Geschäftsführer und Sozialversicherungspflicht: DFK-Erfolg gegenüber Arbeitsagentur

bluedesign - fotolia.com

Mit Hilfe der Rechtsanwälte des Verbandes konnte zuletzt einmal mehr ein Verbandsmitglied, das nach Auslaufen seines Geschäftsführervertrages arbeitslos geworden war und dem die Bundesagentur für Arbeit Arbeitslosengeld verweigerte, seine Rechte durchsetzen.

Herr M. aus Bocholt staunte nicht schlecht, als er den ablehnenden Leistungsbescheid der Bundesagentur für Arbeit bekam. Jahrelang hatte der 56-jährige als Geschäftsführer eines mittelständischen Unternehmens brav seine Sozialversicherungsabgaben bezahlt. Als er nun nach Auslaufen seines Dienstvertrages Leistungen der Bundesagentur für Arbeit beantragte, lehnte diese die Zahlung von Arbeitslosengeld mit der Begründung ab, dass er in seiner Funktion als Geschäftsführer der X-GmbH sozialversicherungsfrei gewesen sein sei.

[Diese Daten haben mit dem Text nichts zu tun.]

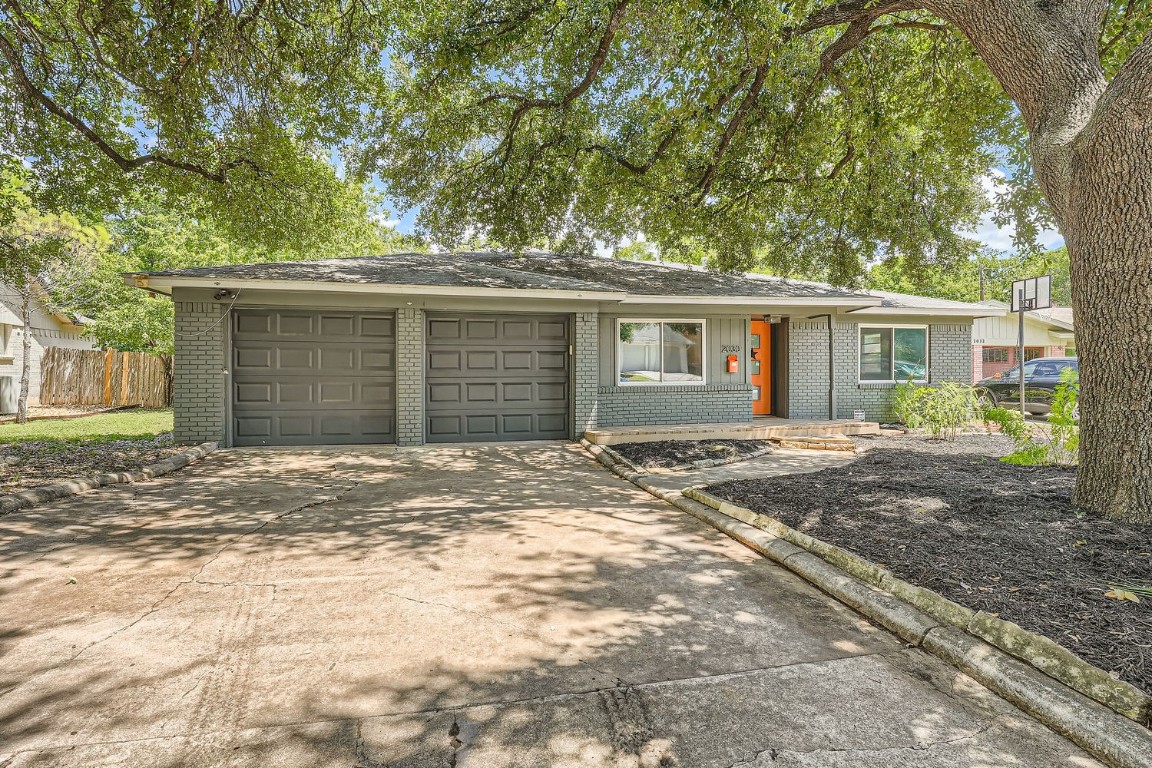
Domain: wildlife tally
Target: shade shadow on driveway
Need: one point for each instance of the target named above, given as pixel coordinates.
(480, 606)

Herr M. wandte sich umgehend an die Arbeitsrechtlicher des Verbandes. Dort konnte der Sachverhalt schnell geklärt werden. Herr M. hatte die Formulare, die er von der Bundesagentur für Arbeit bei der Antragstellung bekam, ohne näher über die Konsequenzen nachzudenken und ohne Rücksprache mit den Anwälten des Verbandes, ausgefüllt. Zu diesen Formularen gehört auch der Feststellungsbogen zur versicherungsrechtlichen Beurteilung, den jeder Geschäftsführer im Rahmen der Antragstellung automatisch mit erhält.

Die Anwälte stellten fest, dass Herr M. aufgrund der tatsächlichen Umstände als sozialversicherungspflichtig einzustufen war (zu den Voraussetzungen der Befreiung zur Sozialversicherung finden Sie einen ausführlichen Artikel in der aktuellen Verbandszeitschrift). Bei Ausfüllen des Bogens hatte er sich jedoch an dem Inhalt seines Dienstvertrages orientiert, was bei der Bundesagentur zur Fehleinstufung führt. Der ausführlich begründete Widerspruch der Verbandsanwälte führt zum Erfolg. Damit konnte unserem Mitglied auch ein langer und zäher Weg über die Sozialgerichte erspart werden.